Nach Auffassung des Autors gilt dies auch, wenn zwar der in Betracht kommende Haushaltsangehörige arbeitslos und damit zu Hause ist, an dem jeweiligen Tag jedoch gegenüber dem Arbeitsamt seinen Mitwirkungspflichten nachgehen muss (z. B. Vorstellungspflicht entweder beim Arbeitsamt selbst oder bei einem vom Arbeitsamt bestimmten potenziellen Arbeitgeber). Allerdings wird dann das Kinderkrankengeld nur für die Stunden gezahlt, an denen der versicherte Elternteil seine Arbeit wegen der häuslichen Abwesenheit des Haushaltsangehörigen unterbrechen musste.
Ein Grund, als "anderer" Haushaltsangehöriger die notwendige Betreuung des Kindes abzulehnen, liegt nicht vor
- an arbeitsfreien Tagen des Haushaltsangehörigen,
- für Zeiten eines bezahlten Urlaubs des Haushaltsangehörigen (Erholungsurlaub) oder
- bei witterungsbedingten oder sonstigen Arbeitsausfällen bzw. Kurzarbeit des Haushaltsangehörigen (für die Zeit des Ausfalls)
(vgl. BSG, Urteil v. 30.3.1977, 5 RKn 23/76).

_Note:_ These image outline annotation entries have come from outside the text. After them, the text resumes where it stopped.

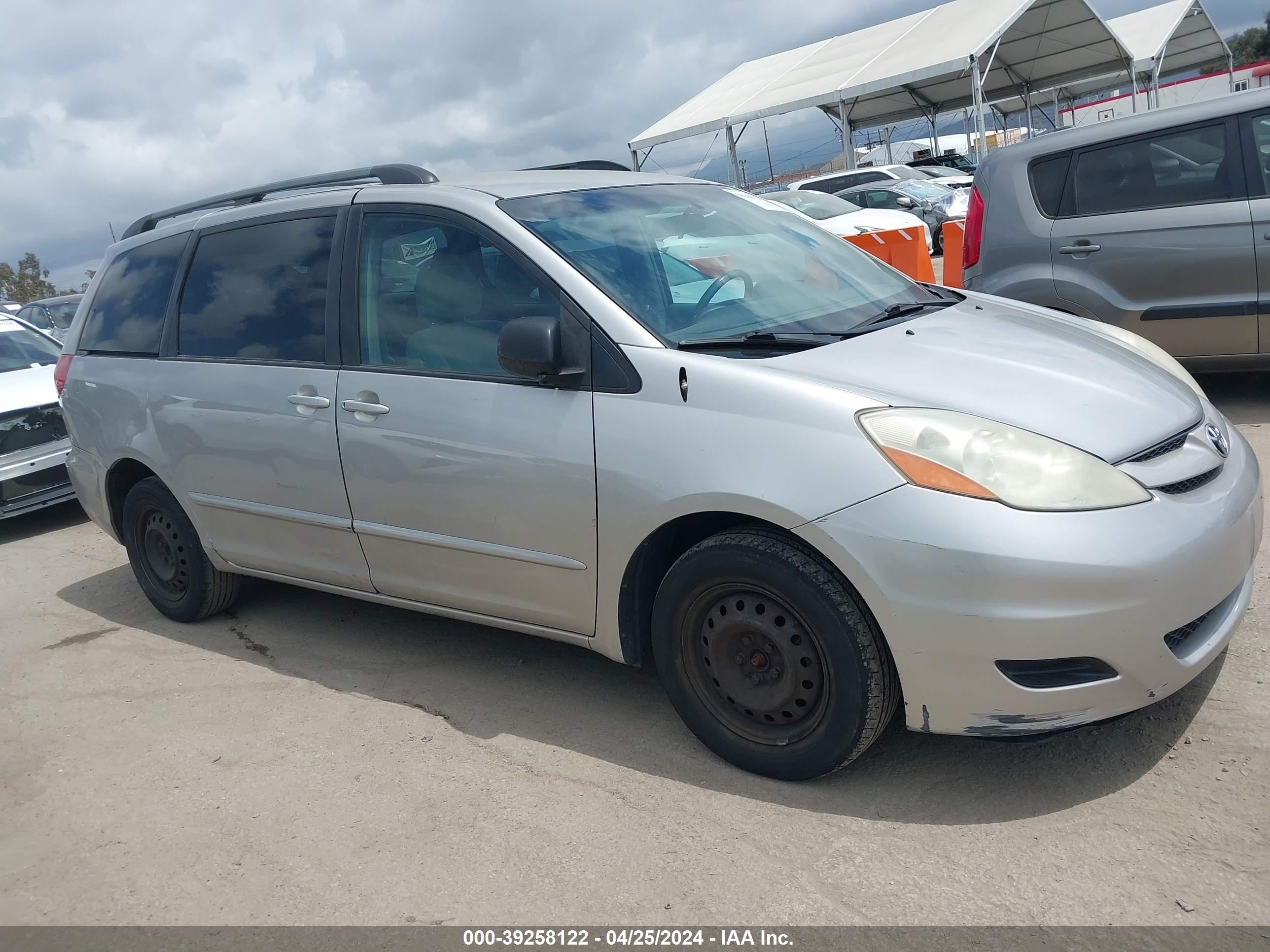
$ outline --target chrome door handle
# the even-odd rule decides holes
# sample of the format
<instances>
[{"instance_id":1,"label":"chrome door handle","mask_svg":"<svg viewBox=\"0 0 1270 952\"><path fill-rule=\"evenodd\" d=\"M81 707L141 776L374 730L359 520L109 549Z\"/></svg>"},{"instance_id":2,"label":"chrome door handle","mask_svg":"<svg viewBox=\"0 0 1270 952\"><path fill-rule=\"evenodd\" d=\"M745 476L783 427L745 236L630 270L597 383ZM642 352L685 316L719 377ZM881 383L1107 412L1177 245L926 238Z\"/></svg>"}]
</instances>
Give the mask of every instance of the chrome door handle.
<instances>
[{"instance_id":1,"label":"chrome door handle","mask_svg":"<svg viewBox=\"0 0 1270 952\"><path fill-rule=\"evenodd\" d=\"M361 400L345 400L340 406L351 414L366 414L367 416L382 416L389 411L384 404L363 404Z\"/></svg>"},{"instance_id":2,"label":"chrome door handle","mask_svg":"<svg viewBox=\"0 0 1270 952\"><path fill-rule=\"evenodd\" d=\"M295 404L296 406L309 406L314 410L325 410L330 406L330 400L314 393L292 393L287 397L287 402Z\"/></svg>"}]
</instances>

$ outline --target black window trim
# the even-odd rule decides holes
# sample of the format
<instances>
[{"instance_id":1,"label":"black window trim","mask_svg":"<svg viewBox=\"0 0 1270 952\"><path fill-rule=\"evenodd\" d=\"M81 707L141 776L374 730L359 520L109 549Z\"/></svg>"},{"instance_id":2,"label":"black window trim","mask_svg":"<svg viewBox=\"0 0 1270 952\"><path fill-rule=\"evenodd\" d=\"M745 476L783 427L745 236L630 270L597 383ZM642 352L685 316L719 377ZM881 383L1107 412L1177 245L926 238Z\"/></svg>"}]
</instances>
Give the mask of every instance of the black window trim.
<instances>
[{"instance_id":1,"label":"black window trim","mask_svg":"<svg viewBox=\"0 0 1270 952\"><path fill-rule=\"evenodd\" d=\"M1027 162L1027 188L1031 192L1033 203L1036 206L1036 211L1040 212L1040 216L1043 218L1048 218L1049 221L1055 221L1058 217L1062 217L1062 213L1063 213L1063 202L1067 198L1067 189L1071 187L1071 182L1072 182L1072 165L1073 165L1072 159L1074 157L1074 155L1076 155L1076 150L1073 150L1073 149L1063 149L1063 150L1060 150L1058 152L1049 152L1048 155L1039 155L1035 159L1033 159L1030 162ZM1059 189L1058 189L1058 215L1055 216L1055 215L1049 215L1045 211L1045 208L1041 206L1040 195L1036 194L1036 179L1035 179L1035 176L1034 176L1033 173L1034 173L1034 170L1035 170L1035 168L1038 165L1040 165L1043 162L1053 161L1054 159L1063 159L1063 157L1067 159L1067 170L1063 173L1063 184L1059 185ZM1088 217L1088 216L1085 216L1085 217Z\"/></svg>"},{"instance_id":2,"label":"black window trim","mask_svg":"<svg viewBox=\"0 0 1270 952\"><path fill-rule=\"evenodd\" d=\"M343 268L340 267L339 255L343 253L344 245L344 232L347 231L347 222L349 217L349 206L321 206L319 208L302 208L288 212L277 212L274 215L262 215L254 218L240 218L232 222L225 222L221 225L211 225L206 228L194 228L190 231L190 240L185 245L185 250L182 254L180 263L177 267L177 281L173 284L173 294L168 301L168 314L164 319L164 333L163 341L159 347L159 359L160 360L178 360L182 363L234 363L234 364L249 364L259 367L311 367L311 368L335 368L339 366L339 300L340 300L340 278L343 277ZM257 225L273 225L282 221L298 221L305 218L330 218L331 221L331 240L330 240L330 261L326 273L326 303L325 303L325 357L321 360L295 360L295 359L250 359L243 357L199 357L197 354L182 354L178 353L179 340L179 327L178 322L180 319L180 300L185 293L185 282L189 278L189 269L194 260L194 253L198 250L198 242L204 235L220 235L226 231L239 231L240 228L250 228Z\"/></svg>"},{"instance_id":3,"label":"black window trim","mask_svg":"<svg viewBox=\"0 0 1270 952\"><path fill-rule=\"evenodd\" d=\"M605 393L638 393L641 386L639 372L622 353L603 329L592 320L582 306L574 301L560 284L544 272L532 259L521 251L513 242L499 235L485 222L470 215L457 212L452 208L433 204L403 203L403 202L359 202L353 206L348 223L348 239L344 244L344 259L342 270L342 296L339 306L339 368L344 371L366 371L372 373L395 373L411 377L437 377L442 380L481 381L486 383L512 383L541 388L542 385L525 377L499 377L476 373L455 373L450 371L429 371L418 367L384 367L381 364L362 363L362 322L361 322L361 248L362 232L367 215L413 215L420 218L433 218L469 228L479 237L488 241L499 251L511 258L516 264L527 270L530 275L541 282L560 301L561 310L575 320L584 333L589 333L592 348L602 347L615 359L618 368L625 373L626 380L621 383L602 383L592 380L592 359L587 354L587 371L580 383L570 390L591 390Z\"/></svg>"},{"instance_id":4,"label":"black window trim","mask_svg":"<svg viewBox=\"0 0 1270 952\"><path fill-rule=\"evenodd\" d=\"M138 241L130 248L119 251L114 258L102 265L102 281L98 282L97 287L93 289L93 298L88 302L88 312L84 315L84 326L80 327L79 340L75 344L75 354L93 357L130 357L132 359L146 359L146 360L159 360L163 359L164 347L168 343L169 327L174 326L173 308L180 300L180 288L185 283L185 269L189 267L189 256L194 250L194 231L190 228L187 232L180 231L164 231L164 232L150 232L154 237L150 241ZM159 327L159 352L151 353L150 350L98 350L90 347L83 347L84 335L88 333L88 321L93 315L93 305L97 303L98 294L102 293L102 284L105 283L107 275L110 273L110 268L123 258L123 255L130 251L135 251L138 248L145 248L152 245L156 241L164 241L165 239L179 237L182 234L185 236L185 246L177 255L177 270L173 273L171 287L168 289L168 305L164 307L161 326ZM83 303L83 302L81 302Z\"/></svg>"},{"instance_id":5,"label":"black window trim","mask_svg":"<svg viewBox=\"0 0 1270 952\"><path fill-rule=\"evenodd\" d=\"M1234 117L1240 135L1240 157L1243 160L1243 176L1250 199L1270 198L1270 188L1266 188L1265 173L1259 161L1257 137L1252 132L1252 123L1262 118L1270 118L1270 109L1253 109Z\"/></svg>"},{"instance_id":6,"label":"black window trim","mask_svg":"<svg viewBox=\"0 0 1270 952\"><path fill-rule=\"evenodd\" d=\"M1175 136L1184 132L1191 132L1194 129L1209 128L1212 126L1220 126L1226 133L1226 155L1237 155L1241 161L1232 161L1227 166L1227 187L1231 194L1227 198L1210 198L1203 202L1170 202L1167 204L1152 204L1143 206L1140 208L1121 208L1110 212L1090 212L1087 215L1078 215L1076 212L1076 166L1081 161L1081 156L1086 152L1099 152L1104 149L1114 149L1115 146L1132 145L1134 142L1157 140L1165 136ZM1081 146L1072 150L1072 161L1067 166L1067 180L1063 183L1063 198L1059 201L1058 218L1101 218L1107 215L1133 215L1135 212L1152 212L1160 211L1162 208L1198 208L1205 204L1224 204L1227 202L1242 202L1248 197L1247 184L1243 178L1243 150L1240 146L1240 131L1236 122L1234 114L1228 116L1214 116L1208 119L1200 119L1199 122L1187 122L1181 126L1162 126L1160 128L1152 129L1151 132L1142 132L1137 136L1121 136L1119 138L1106 138L1100 142L1091 142L1090 145ZM1029 166L1030 171L1030 166Z\"/></svg>"}]
</instances>

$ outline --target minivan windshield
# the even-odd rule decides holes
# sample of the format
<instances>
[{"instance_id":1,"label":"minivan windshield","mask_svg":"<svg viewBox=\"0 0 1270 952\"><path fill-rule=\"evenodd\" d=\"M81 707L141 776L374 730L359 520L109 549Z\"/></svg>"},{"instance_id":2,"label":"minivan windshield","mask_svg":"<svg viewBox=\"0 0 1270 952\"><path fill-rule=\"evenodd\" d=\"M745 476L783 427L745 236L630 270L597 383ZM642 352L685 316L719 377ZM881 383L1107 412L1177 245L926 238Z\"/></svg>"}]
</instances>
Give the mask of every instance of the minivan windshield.
<instances>
[{"instance_id":1,"label":"minivan windshield","mask_svg":"<svg viewBox=\"0 0 1270 952\"><path fill-rule=\"evenodd\" d=\"M763 198L787 204L790 208L803 212L808 218L815 218L817 221L837 218L839 215L852 215L853 212L862 211L860 206L845 198L838 198L824 192L813 192L809 188L796 192L777 192L775 194L766 194Z\"/></svg>"},{"instance_id":2,"label":"minivan windshield","mask_svg":"<svg viewBox=\"0 0 1270 952\"><path fill-rule=\"evenodd\" d=\"M0 319L0 373L57 363L62 348L56 340Z\"/></svg>"},{"instance_id":3,"label":"minivan windshield","mask_svg":"<svg viewBox=\"0 0 1270 952\"><path fill-rule=\"evenodd\" d=\"M813 222L718 185L627 185L499 206L671 344L772 333L829 339L893 305L940 300Z\"/></svg>"}]
</instances>

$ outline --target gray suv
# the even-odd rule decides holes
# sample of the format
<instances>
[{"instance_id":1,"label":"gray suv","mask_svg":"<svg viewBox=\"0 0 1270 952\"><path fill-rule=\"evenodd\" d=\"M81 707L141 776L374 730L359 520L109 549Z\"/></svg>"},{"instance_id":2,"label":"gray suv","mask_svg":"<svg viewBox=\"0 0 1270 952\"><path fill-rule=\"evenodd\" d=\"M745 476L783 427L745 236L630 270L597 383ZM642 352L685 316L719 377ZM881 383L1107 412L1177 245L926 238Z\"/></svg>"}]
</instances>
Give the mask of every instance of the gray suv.
<instances>
[{"instance_id":1,"label":"gray suv","mask_svg":"<svg viewBox=\"0 0 1270 952\"><path fill-rule=\"evenodd\" d=\"M966 288L1132 330L1193 369L1270 366L1270 90L996 150Z\"/></svg>"},{"instance_id":2,"label":"gray suv","mask_svg":"<svg viewBox=\"0 0 1270 952\"><path fill-rule=\"evenodd\" d=\"M390 165L147 215L53 376L168 617L253 575L564 641L787 779L900 710L1011 737L1167 697L1261 537L1251 448L1149 341L669 175Z\"/></svg>"}]
</instances>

Ein vom "anderen" Haushaltsangehörigen geplanter Verwandtenbesuch ohne Notwendigkeit einer Vorbuchung oder ohne dringenden familiären Anlass steht der grundsätzlichen Verpflichtung des entsprechenden Haushaltsangehörigen zur Kinderbetreuung etc. nicht entgegen (in Anlehnung an LSG Rheinland-Pfalz, Urteil v. 17.2.2004, L 3 U 305/03).
Rz. 22
Besonderheiten gelten in den Fällen des § 45
Abs. 1a (= notwendige Mitaufnahme des Elternteils bei stationärer Behandlung des Kindes; Rz. 80 ff.) und
Abs. 4 (= bei schwerstkranken Kindern mit einem negativen Krankheitsverlauf und nur noch kurzer Lebenserwartung; Rz. 90 ff.).
Hier kann der anspruchsberechtigte Versicherte wegen Fernbleibens von der Arbeit Kinderkrankengeld auch dann beanspruchen, wenn eine andere Person im Haushalt lebt, die sich ebenfalls um dieses Kind kümmern kann.